Undang-Undang Nomor 1 Tahun 2022 tentang Hubungan Keuangan antara Pemerintah Pusat dan Pemerintahan Daerah (UU HKPD) membentuk hubungan keuangan pusat-daerah yang bertujuan menciptakan alokasi sumber daya yang efisien, adil, selaras, dan akuntabel. Hubungan tersebut menunjukkan bahwa transfer ke daerah bukan sekadar kemuliaan hati pemerintah pusat. Transfer merupakan instrumen hukum dan fiskal untuk menyelaraskan kapasitas pendanaan dengan pembagian urusan pemerintahan. Karena itu, perubahan kebijakan transfer perlu diuji bukan hanya dari sisi penghematan, tetapi juga dari sisi kecukupan fiskal daerah untuk menjalankan urusan pemerintahan yang menjadi amanahnya. Pada titik inilah persoalan efisiensi berhubungan dengan integrasi nasional. Daerah yang secara formal memiliki kewenangan tetapi secara material kehilangan kemampuan membiayai kewenangan tersebut dapat mengalami apa yang disebut sebagai erosi otonomi secara fiskal. Erosi tersebut tidak serta-merta melahirkan disintegrasi, tetapi dapat menciptakan akumulasi persepsi bahwa otonomi hanya berada pada tingkat normatif, sedangkan sumber daya untuk melaksanakan otonomi tetap terkonsentrasi di pusat.
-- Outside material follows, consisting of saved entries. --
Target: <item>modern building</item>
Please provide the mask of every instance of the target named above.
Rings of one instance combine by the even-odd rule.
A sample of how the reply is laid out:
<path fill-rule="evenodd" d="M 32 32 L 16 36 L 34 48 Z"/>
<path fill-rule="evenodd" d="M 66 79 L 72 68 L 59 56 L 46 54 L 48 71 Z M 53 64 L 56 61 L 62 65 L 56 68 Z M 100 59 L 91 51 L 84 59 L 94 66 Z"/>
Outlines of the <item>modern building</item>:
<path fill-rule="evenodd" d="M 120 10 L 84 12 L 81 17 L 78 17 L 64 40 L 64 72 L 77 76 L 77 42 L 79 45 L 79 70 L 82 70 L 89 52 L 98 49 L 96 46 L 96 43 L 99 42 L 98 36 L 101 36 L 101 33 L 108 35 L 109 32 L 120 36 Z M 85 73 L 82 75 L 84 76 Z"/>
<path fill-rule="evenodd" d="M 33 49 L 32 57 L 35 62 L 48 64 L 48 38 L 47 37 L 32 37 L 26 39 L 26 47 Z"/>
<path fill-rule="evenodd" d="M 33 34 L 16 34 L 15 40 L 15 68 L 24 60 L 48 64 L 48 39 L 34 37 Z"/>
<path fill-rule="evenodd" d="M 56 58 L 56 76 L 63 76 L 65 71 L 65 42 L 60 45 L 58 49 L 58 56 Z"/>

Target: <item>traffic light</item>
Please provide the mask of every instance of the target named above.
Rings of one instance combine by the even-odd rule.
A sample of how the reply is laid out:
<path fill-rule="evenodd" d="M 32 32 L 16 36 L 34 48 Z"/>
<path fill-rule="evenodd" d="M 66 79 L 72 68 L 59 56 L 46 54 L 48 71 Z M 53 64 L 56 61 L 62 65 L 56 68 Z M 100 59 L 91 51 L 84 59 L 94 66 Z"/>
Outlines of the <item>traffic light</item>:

Pengurangan transfer ke daerah (TKD) atau kebijakan efisiensi tertentu secara langsung menyebabkan kepala daerah atau masyarakat daerah ingin memisahkan diri dari Indonesia. Apabila tekanan fiskal berlangsung terus-menerus, tidak proporsional, dan dipersepsikan mengabaikan kepentingan daerah, kondisi tersebut dapat membangun pemikiran adanya ketidakadilan pusat-daerah. Dalam jangka panjang, kebijakan-kebijakan tersebut berpotensi berkembang menjadi tuntutan otonomi yang semakin luas atau, dalam skenario ekstrem, gagasan federalisasi atau pemisahan. Otonomi daerah dalam UUD NRI Tahun 1945 merupakan bagian dari konsep negara kesatuan. Negara kesatuan tidak identik dengan semua keputusan harus dibuat oleh pemerintah pusat. Sebaliknya, konstitusi mengakui pemerintahan daerah yang mengatur dan mengurus sendiri urusan pemerintahan menurut asas otonomi dan tugas pembantuan. Oleh sebab itu, penguatan daerah pada hakikatnya bukan pelemahan NKRI; dalam kondisi yang tepat, daerah yang kuat justru menjadi salah satu fondasi integrasi bangsa.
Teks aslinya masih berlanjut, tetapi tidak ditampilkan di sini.